Il convient également de soustraire les sommes suivantes:
les frais de pénalités à hauteur de 1,08€ (2x0,54 euros),
les frais de procédure pour un montant total de 261,89 euros, compris dans les dépens.
Par conséquent, il y a lieu de condamner Monsieur [X] [O] à payer à l’ O.P.H ROUEN HABITAT la somme de 4.274,38 euros au titre des loyers, charges et indemnités d’occupations impayés, arrêtée au 2 juillet 2025, échéance du mois de juin 2025 incluse.
Cette somme portera intérêts au taux légal à compter du présent jugement.
Sur les demandes accessoires :
En application des dispositions des articles 696 et suivants du code de procédure civile, il convient de condamner Monsieur [X] [O] aux dépens de l’instance comprenant les frais de signification du commandement de payer, de l’assignation et la notification de ces actes à la préfecture et la CCAPEX.
Il convient également de condamner Monsieur [X] [O] à payer à l’ O.P.H ROUEN HABITAT la somme de 50 euros au titre de l’article 700 du code de procédure civile.

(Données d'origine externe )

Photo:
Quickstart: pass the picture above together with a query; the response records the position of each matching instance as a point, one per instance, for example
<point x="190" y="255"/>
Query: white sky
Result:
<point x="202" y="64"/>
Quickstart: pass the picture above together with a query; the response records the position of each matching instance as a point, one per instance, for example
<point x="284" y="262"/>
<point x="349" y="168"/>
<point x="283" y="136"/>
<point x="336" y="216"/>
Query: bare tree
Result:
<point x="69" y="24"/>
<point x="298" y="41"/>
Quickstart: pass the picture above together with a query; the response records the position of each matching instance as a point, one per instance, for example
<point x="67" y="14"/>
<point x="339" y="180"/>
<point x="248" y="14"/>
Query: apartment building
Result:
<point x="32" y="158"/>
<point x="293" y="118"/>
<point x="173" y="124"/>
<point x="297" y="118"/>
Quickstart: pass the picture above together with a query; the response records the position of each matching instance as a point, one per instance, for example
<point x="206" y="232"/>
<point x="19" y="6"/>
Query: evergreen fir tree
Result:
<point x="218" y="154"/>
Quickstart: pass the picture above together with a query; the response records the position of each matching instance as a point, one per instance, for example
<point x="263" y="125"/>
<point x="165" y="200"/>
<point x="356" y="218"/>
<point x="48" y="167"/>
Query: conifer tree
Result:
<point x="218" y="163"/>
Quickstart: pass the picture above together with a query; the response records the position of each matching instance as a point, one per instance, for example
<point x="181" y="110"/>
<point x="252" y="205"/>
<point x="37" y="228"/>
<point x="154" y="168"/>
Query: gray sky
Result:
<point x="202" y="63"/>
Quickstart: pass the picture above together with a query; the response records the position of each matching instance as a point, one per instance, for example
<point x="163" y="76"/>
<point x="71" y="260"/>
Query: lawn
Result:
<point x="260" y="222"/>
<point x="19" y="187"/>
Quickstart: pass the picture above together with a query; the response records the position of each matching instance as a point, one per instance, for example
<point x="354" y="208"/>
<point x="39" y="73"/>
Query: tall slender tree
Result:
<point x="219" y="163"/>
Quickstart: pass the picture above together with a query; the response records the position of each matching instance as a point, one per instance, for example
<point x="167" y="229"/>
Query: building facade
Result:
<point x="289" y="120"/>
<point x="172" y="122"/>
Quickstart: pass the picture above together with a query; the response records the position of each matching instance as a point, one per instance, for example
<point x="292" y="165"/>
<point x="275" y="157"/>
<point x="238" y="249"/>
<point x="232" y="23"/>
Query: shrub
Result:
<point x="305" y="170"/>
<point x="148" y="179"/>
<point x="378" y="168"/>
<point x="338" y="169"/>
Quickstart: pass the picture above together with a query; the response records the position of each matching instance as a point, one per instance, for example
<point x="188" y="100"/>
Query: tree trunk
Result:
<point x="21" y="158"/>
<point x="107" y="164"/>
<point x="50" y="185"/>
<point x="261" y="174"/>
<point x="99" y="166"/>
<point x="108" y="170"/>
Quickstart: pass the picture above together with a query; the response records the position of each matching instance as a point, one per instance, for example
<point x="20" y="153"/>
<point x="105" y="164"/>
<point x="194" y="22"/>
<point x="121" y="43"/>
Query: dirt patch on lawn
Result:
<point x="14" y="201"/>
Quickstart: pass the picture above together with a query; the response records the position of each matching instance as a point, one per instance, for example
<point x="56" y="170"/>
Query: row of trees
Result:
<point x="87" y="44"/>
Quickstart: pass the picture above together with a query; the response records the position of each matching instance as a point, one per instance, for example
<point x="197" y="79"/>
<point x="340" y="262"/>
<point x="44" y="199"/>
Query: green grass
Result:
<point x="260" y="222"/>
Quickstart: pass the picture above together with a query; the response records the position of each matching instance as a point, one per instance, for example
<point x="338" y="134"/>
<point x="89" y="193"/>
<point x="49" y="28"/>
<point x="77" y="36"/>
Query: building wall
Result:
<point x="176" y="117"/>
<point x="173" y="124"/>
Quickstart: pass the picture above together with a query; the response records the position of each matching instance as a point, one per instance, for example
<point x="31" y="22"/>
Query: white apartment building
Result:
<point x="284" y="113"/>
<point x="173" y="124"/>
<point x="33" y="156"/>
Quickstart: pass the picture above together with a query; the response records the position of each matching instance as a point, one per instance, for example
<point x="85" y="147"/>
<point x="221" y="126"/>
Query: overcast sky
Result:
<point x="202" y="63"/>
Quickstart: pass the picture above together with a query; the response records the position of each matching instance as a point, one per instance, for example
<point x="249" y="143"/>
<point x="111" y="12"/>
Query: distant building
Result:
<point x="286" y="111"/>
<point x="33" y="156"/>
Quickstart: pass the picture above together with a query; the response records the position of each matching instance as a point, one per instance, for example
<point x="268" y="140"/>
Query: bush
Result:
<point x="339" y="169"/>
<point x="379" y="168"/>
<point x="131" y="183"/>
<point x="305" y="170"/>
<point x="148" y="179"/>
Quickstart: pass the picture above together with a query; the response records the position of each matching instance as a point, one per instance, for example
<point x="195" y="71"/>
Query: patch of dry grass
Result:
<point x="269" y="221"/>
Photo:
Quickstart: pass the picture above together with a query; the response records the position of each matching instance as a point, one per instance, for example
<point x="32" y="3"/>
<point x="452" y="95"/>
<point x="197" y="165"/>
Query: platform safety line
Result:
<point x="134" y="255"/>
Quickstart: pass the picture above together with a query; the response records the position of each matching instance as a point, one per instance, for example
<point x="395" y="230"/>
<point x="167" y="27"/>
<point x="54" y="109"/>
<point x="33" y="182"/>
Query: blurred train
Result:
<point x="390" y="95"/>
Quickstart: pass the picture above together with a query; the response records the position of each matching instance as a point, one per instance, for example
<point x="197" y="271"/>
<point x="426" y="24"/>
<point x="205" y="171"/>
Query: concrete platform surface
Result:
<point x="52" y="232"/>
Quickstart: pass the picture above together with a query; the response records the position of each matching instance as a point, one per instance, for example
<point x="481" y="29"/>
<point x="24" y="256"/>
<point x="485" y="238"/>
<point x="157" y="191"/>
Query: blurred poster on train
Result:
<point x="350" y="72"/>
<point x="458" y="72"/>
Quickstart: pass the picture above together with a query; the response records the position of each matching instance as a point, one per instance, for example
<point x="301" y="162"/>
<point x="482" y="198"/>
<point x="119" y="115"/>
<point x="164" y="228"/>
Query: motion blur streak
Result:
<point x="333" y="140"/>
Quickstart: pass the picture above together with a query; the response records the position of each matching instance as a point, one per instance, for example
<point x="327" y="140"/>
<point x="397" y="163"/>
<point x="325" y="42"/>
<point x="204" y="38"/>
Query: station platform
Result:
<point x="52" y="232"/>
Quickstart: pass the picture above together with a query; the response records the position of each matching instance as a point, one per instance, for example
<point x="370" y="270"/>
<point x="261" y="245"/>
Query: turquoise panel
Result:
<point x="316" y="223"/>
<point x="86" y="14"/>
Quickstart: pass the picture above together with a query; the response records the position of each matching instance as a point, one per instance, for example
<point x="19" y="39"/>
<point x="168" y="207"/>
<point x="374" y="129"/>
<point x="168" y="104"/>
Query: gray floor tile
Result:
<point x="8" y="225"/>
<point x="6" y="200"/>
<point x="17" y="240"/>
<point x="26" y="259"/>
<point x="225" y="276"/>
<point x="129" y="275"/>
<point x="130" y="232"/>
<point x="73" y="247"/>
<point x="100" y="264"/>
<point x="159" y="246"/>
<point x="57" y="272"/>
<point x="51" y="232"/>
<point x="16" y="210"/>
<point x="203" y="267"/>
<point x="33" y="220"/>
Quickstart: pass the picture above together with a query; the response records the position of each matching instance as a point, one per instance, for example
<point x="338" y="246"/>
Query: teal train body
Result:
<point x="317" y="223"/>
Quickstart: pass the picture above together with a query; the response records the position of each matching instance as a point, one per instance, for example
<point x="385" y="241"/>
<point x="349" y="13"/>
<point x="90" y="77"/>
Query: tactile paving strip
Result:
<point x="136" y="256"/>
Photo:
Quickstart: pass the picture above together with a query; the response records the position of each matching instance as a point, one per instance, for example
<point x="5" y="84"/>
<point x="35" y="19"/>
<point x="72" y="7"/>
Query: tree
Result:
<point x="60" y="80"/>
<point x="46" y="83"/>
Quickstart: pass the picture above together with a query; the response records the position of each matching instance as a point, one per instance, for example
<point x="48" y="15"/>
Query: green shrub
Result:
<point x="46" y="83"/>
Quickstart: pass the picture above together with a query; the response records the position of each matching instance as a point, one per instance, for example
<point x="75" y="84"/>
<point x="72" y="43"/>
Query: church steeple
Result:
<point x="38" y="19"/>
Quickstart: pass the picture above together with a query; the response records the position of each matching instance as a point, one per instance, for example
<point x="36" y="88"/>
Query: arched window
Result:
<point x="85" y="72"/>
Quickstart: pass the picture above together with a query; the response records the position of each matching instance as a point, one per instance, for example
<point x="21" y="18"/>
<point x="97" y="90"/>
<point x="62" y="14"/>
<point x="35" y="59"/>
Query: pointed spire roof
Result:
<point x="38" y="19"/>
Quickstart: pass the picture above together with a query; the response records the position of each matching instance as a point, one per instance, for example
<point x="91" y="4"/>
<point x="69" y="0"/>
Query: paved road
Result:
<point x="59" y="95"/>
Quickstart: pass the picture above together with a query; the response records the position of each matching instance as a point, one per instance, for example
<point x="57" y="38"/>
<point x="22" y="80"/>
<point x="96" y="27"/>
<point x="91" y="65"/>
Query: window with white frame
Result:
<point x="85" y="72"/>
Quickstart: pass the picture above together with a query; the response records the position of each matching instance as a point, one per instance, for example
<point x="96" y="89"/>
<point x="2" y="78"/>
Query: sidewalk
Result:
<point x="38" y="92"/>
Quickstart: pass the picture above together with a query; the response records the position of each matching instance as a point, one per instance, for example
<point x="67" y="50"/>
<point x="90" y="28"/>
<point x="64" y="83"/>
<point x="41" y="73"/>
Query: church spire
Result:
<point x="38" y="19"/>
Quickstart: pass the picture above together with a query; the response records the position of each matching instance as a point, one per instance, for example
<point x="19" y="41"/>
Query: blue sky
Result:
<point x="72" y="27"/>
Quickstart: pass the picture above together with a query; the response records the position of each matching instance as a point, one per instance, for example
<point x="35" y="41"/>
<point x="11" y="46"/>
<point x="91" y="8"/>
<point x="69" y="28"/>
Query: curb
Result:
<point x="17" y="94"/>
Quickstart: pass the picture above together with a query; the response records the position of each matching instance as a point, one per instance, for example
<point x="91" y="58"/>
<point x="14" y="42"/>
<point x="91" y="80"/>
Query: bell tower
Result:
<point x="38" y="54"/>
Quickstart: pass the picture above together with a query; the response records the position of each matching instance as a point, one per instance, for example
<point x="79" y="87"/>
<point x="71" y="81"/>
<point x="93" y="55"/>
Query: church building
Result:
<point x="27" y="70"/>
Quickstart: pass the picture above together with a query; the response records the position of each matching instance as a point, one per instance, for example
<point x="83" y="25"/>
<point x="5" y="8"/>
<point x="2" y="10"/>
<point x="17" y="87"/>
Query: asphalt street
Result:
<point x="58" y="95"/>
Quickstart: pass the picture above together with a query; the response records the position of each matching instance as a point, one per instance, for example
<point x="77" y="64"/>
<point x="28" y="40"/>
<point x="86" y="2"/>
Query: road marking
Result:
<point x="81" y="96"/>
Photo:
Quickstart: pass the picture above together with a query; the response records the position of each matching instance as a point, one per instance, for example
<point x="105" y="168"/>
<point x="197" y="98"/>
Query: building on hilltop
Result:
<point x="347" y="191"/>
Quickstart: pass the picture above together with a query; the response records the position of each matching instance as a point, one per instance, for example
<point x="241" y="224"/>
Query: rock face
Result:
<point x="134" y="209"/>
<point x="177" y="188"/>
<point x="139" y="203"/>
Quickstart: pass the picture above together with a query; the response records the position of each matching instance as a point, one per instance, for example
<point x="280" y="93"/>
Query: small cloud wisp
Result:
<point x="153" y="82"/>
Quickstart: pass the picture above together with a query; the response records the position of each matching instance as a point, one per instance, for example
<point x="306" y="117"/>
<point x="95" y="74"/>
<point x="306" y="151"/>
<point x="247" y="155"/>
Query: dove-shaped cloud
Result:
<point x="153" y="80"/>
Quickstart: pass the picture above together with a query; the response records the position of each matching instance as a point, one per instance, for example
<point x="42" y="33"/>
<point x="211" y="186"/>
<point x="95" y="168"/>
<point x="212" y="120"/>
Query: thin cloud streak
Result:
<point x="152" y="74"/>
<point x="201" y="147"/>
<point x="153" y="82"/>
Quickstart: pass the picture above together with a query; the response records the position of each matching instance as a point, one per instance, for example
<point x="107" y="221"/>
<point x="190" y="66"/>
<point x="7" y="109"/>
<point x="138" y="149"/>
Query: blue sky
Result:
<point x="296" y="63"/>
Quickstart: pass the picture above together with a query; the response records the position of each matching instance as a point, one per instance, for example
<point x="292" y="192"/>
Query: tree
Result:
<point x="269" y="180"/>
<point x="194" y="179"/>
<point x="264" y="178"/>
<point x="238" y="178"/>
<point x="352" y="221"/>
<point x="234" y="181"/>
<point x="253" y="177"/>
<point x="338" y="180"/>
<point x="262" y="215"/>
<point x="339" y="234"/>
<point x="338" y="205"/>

Conformément à l’article 514 du code de procédure civile, il sera rappelé que le présent jugement est assorti de l’exécution provisoire, de droit.
PAR CES MOTIFS
Le juge des contentieux de la protection de Rouen, statuant en audience publique, par jugement réputé contradictoire, en premier ressort, rendu par mise à disposition au greffe le jour de son délibéré,
DECLARE recevable la demande de l’ O.P.H ROUEN HABITAT aux fins de constat de l’acquisition de la clause résolutoire,
CONSTATE que les conditions d’acquisition de la clause résolutoire contenue dans le bail conclu le 24 mai 2022 entre l’ O.P.H ROUEN HABITAT d’une part, et Monsieur [X] [O] d’autre part, concernant les locaux situés 39 Rue Paul Helot, immeuble C, étage 01, escalier A, appartement 12, 76000 ROUEN, sont réunies à la date du 8 octobre 2024,
CONSTATE la résiliation du bail à compter de cette date,
ORDONNE la libération des lieux,
ORDONNE, à défaut de départ volontaire des lieux, l’expulsion de Monsieur [X] [O] ainsi que de tout occupant de son chef, dans un délai de deux mois à compter de la signification d’un commandement d’avoir à libérer les lieux, avec l’assistance de la force publique si besoin est, ainsi que le transport des meubles laissés dans les lieux loués, conformément aux dispositions des articles L433-1 et L433-2 du code des procédures civiles d’exécution,
FIXE le montant de l’indemnité d’occupation mensuelle due par Monsieur [X] [O] à compter du 8 octobre 2024, date de la résiliation du bail, et jusqu’à la libération définitive des lieux, à une somme égale au montant mensuel du loyer indexé et des charges qui auraient été dus si le bail s’était poursuivi,
CONDAMNE Monsieur [X] [O] à payer à l’ O.P.H ROUEN HABITAT la somme de 4.274,38 euros au titre des loyers, charges et indemnités d’occupation arrêtés au 2 juillet 2025, échéance du mois de juin 2025 incluse, avec intérêts au taux légal à compter du présent jugement,
CONDAMNE Monsieur [X] [O] à payer à l’ O.P.H ROUEN HABITAT l’indemnité d’occupation mensuelle à compter du 1er août 2025, soit l’échéance du mois de juillet 2025, et jusqu’à complète libération des lieux, avec intérêts au taux légal à compter de l’exigibilité de chacune des échéances,
CONDAMNE Monsieur [X] [O] à payer à l’ O.P.H ROUEN HABITAT la somme de 50 euros au titre de l’article 700 du code de procédure civile,
CONDAMNE Monsieur [X] [O] aux dépens de l’instance, comprenant les frais de signification du commandement de payer du 7 août 2024, l’assignation du 22 janvier 2025, et le coût de la notification de l’assignation à la préfecture, et de la saisine de la CCAPEX.
DEBOUTE l’ O.P.H ROUEN HABITAT du surplus de ses demandes,
DIT n’y a voir lieu d’écarter l’exécution provisoire de droit du présent jugement,
Dit que la présente décision sera notifiée par le greffe du tribunal à M. le Préfet de la Seine-Maritime en application de l’article R412-2 du code des procédures civiles d’exécution.